May Day marches mark International Workers Day

Wave Wire Services

LOS ANGELES — Rallies and marches were held in downtown Los Angeles, Little Tokyo and Boyle Heights to mark International Workers Day, also known as May Day, continuing a tradition dating back to the 19th century.

The day’s largest event was that began at Olympic Boulevard and Broadway in downtown Los Angeles and proceeded to Pershing Square and then Grand Park in front of City Hall.

The theme of the march was “Solidarity is Power: Right to Citizenship, Right to Unionize, Right to Strike, & Right to Housing.”

The march was organized by the Los Angeles May Day Coalition, which includes the Los Angeles County Federation of Labor, United Teachers Los Angeles, the Service Employees International Union, IATSE Local 839, the National Union of Healthcare Workers, Coalition for Humane Immigrant Rights, Communist Party USA and Democratic Socialists of America-Los Angeles.

A demonstration at First Street and Central Avenue in Little Tokyo called for “No U.S. NATO war with Russia, stop U.S. threats against China and no World War 3,’” according to its organizer, Revolution Club LA.

The eighth annual May Day Boyle Heights began with a rally at the intersection of Mathews Street and Cesar Chavez Avenue followed by a march to the Mariachi Plaza at Boyle Avenue and First Street, which included a stop at the Hollenbeck Community Police Station where a protest of police shootings was held. Speakers included Josefina Rizo, whose 16-year-old son Jose Mendez was fatally shot by Los Angeles Police Department officers in 2016.

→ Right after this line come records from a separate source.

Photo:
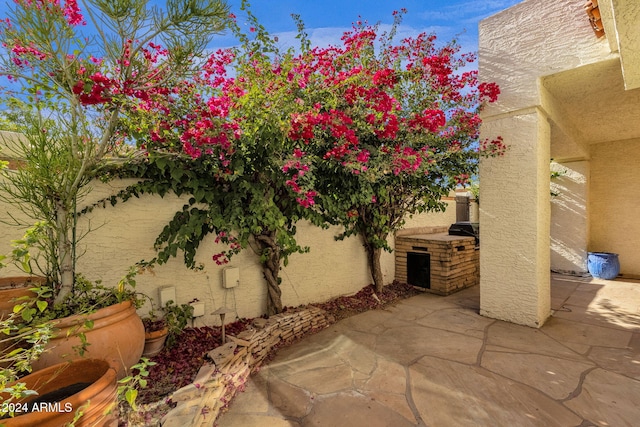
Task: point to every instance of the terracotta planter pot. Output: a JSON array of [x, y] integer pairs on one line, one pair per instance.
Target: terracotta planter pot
[[12, 288], [154, 342], [100, 394], [16, 287], [117, 336]]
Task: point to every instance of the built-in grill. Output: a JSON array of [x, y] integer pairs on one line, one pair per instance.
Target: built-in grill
[[466, 228]]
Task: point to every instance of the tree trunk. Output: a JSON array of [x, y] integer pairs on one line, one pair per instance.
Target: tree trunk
[[64, 252], [375, 268], [271, 270]]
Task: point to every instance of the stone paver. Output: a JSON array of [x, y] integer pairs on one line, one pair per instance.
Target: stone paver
[[433, 361]]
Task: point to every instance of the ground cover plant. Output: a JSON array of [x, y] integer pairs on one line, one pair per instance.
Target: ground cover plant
[[177, 366]]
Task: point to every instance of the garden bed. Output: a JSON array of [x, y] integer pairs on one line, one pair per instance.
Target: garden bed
[[178, 366]]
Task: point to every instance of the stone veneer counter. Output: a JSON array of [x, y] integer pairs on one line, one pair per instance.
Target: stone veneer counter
[[451, 263]]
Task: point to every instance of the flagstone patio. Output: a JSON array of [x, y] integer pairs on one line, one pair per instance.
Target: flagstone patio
[[433, 361]]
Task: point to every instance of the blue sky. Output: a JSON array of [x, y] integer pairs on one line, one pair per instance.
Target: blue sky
[[326, 20]]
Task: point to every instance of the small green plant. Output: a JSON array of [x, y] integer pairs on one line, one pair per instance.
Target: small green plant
[[128, 386], [177, 318], [172, 316]]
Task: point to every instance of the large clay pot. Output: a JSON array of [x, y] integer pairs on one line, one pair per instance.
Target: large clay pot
[[603, 265], [12, 288], [117, 336], [99, 396]]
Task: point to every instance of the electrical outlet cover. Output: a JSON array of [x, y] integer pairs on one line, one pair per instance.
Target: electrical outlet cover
[[230, 277]]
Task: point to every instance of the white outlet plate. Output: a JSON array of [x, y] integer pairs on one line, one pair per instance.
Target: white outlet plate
[[198, 309]]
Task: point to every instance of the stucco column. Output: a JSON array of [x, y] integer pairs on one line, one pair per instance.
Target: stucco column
[[569, 219], [514, 220]]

Police said Mendez was driving a stolen vehicle and pointed a shotgun at them. In 2017, the Police Commission ruled in the shooting was justified and the Los Angeles County District Attorney’s Office review of the shooting found that Officers Josue Merida and Jeremy Wagner used reasonable force in self-defense and the defense of others.

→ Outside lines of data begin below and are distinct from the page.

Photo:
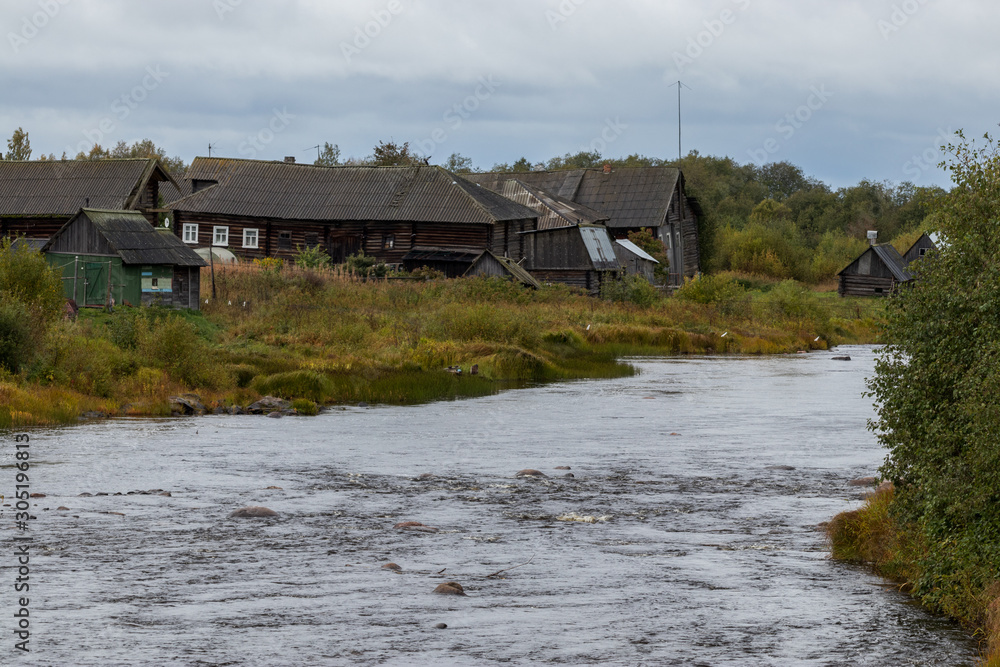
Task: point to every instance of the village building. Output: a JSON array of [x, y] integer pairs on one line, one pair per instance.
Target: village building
[[879, 271], [39, 197], [107, 257], [635, 260], [633, 199], [404, 216], [582, 256]]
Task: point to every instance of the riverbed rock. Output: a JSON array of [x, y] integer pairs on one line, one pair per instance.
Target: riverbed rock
[[253, 512], [267, 405], [450, 588], [187, 404]]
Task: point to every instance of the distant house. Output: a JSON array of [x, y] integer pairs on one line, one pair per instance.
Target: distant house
[[921, 247], [489, 264], [635, 260], [877, 272], [408, 216], [104, 255], [38, 197], [582, 256], [633, 199]]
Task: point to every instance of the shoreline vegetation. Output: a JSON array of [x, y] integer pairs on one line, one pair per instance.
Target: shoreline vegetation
[[325, 337]]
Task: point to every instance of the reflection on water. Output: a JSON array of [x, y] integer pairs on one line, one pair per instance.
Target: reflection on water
[[705, 478]]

May Day Boyle Heights was organized by Centro CSO, whose May Day demands include legalization for everyone who has entered the United States without authorization, protecting public education and community control over the Los Angeles County Sheriff’s Department.

Labor groups have conducted rallies and protests on May 1 since 1890, originally commemorating the anniversary of the Haymarket affair on May 4, 1886, when what began as a peaceful rally in Chicago’s Haymarket Square in support of workers striking for an eight-hour work day ended with an unknown person throwing a dynamite bomb at police as they acted to disperse the meeting, with the bomb blast and ensuing gunfire resulting in the deaths of seven police officers and at least four civilians.

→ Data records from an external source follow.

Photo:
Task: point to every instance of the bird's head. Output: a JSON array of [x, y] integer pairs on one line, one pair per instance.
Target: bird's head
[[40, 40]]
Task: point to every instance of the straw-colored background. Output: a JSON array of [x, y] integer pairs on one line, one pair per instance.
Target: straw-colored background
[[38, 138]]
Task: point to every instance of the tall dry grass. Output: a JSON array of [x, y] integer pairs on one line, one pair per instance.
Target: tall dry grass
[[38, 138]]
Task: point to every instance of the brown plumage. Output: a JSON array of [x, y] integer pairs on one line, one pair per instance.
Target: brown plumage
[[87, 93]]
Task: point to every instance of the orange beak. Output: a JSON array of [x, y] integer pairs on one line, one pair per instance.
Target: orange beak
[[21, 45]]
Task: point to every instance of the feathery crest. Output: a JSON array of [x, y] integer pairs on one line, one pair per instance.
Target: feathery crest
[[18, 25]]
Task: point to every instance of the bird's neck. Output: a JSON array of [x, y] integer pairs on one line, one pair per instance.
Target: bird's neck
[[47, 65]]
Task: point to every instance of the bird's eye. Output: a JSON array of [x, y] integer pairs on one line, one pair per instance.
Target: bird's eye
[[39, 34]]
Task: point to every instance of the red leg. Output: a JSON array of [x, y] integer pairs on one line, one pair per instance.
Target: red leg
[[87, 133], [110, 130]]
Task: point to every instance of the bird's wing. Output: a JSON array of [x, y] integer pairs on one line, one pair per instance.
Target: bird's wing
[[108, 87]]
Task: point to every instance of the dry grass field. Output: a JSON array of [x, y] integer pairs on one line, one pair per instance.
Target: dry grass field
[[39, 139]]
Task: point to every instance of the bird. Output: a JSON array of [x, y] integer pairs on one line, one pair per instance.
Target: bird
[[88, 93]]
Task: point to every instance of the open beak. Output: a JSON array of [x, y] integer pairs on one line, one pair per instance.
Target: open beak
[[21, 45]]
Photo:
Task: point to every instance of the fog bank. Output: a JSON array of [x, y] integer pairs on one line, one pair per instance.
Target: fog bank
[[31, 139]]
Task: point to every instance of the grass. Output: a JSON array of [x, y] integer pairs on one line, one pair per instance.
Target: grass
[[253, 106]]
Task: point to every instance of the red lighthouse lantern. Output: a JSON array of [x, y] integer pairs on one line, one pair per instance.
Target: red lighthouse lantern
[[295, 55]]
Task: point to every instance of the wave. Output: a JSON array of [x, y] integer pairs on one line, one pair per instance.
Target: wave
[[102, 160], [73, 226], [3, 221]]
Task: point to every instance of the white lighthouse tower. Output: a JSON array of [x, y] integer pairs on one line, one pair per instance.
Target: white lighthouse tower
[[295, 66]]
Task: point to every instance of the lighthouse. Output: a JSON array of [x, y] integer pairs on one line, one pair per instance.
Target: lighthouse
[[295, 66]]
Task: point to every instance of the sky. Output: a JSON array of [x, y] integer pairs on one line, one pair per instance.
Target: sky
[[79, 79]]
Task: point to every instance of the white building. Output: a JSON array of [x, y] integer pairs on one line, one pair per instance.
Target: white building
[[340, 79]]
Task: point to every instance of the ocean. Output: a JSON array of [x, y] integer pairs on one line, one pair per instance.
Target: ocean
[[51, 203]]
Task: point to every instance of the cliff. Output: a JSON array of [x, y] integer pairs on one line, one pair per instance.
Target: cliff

Eight anarchists were convicted of conspiracy in a trial their supporters called unfair and a serious miscarriage of justice. Seven were sentenced to death and one to a term of 15 years in prison. Illinois Gov. Richard J. Oglesby commuted two of the sentences to terms of life in prison while another committed suicide in jail before his scheduled execution. 

The other four were hanged on Nov. 11, 1887.

Illinois Gov. John Peter Altgeld pardoned the remaining defendants in 1893 and criticized the trial.